I say ‘quite simply’, but being yourself, being your true self, is harder than it sounds. Most of us – at work, in our relationships, in our families, with strangers, even – find it difficult to always be our authentic selves. And because it’s difficult, it’s relatively rare, which is also why people like Terry Wogan, people who seem so at ease with themselves, stand out to us, and why we’re drawn to them.
“As Wogan himself said about ‘being all things to all men’: ‘I’d rather not… You can’t expect more than 50 per cent approval, because not everybody is going to love you.’”
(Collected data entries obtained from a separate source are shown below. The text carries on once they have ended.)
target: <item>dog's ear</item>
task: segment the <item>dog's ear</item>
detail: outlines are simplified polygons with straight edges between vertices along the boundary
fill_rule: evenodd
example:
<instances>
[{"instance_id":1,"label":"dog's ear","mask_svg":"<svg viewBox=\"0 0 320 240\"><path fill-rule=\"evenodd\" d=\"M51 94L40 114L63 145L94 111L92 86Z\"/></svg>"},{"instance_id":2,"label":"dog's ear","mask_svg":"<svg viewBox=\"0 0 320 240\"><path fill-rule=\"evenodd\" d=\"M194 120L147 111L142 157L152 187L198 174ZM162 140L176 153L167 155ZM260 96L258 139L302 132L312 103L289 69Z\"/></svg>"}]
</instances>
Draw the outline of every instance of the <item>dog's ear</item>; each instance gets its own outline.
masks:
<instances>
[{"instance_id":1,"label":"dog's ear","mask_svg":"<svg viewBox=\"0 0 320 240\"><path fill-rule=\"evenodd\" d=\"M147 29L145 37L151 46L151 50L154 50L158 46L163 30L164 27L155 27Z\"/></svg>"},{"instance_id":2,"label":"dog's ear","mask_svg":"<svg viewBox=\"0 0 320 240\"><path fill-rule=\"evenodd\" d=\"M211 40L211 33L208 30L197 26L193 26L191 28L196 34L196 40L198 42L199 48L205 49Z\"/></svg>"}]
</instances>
It was because he was at ease with himself, of course, that he was at ease with the rest of the world. In his dealings with everyone – from chatshow guests to Blankety Blank celebrities, from radio listeners to the ordinary people who have shared anecdotes about meeting him – Terry Wogan treated everyone with respect (even the Europeans he gently took the mickey out of during the Eurovision Song Contest).
He clearly seemed to regard everyone as worth listening to, everyone as valid, everyone as his equal.
It’s a quality I think he shared with the late, great Rik Mayall – a man who was also (utter, utter, utter) utterly himself – and it seems to me that it comes from the same basic principle that Rik expressed in his speech to graduates of Exeter University. “All men are equal,” he told them. “Therefore, no one can ever be your genuine superior.”
And as Terry once told an interviewer: “I was brought up to do my duty. Not to be vain, not to shout from the rooftops about my virtues – to be modest and well-behaved. I’m totally wrong for showbusiness.” (Which is probably why he was such a shining light in showbusiness.)
Feeling neither superior nor inferior – being as gently modest as our Tel – can only happen when we strip away our ego. And that’s exactly what the ‘true’ self is: the person we are when our ego, fears and insecurities don’t get in the way; the person underneath the defensive, protective behaviours we’ve adopted in order to make life safer and a little less scary.
“It was because he was at ease with himself, of course, that Terry Wogan was at ease with the rest of the world ”
Showing who we really are is scary because it involves making ourselves vulnerable. We risk opening ourselves up to possible rejection, hurt or even ridicule and, at the deepest level, we fear, to the possibility of not being loved. All of us have been told at some point, explicitly or not – by our family, by society, by someone we saw as bigger and more powerful than us – that we have to act/speak/look/behave a certain way in order to be acceptable and loveable. Society does it to us all the time. But we’re all loveable exactly as we are, and Terry Wogan embodied that.
Plus, while showing who we really are and what we really think and feel about the world can open us up to rejection, so what? In the words of the old saying: those who mind don’t matter, and those who matter don’t mind. Or as Terry himself said about ‘being all things to all men’: “I’d rather not… You can’t expect more than 50 per cent approval, because not everybody is going to love you.”
Instead, as he suggested, you just “do your best”. Because each time we do so – each time we do our best, as who we really are – we take a step closer to being our more authentic, and thus happier, selves. With each step, we give permission to others to also be their true selves. And with each step, we start to learn that who we are is entirely loveable. Just like the loveable El Tel.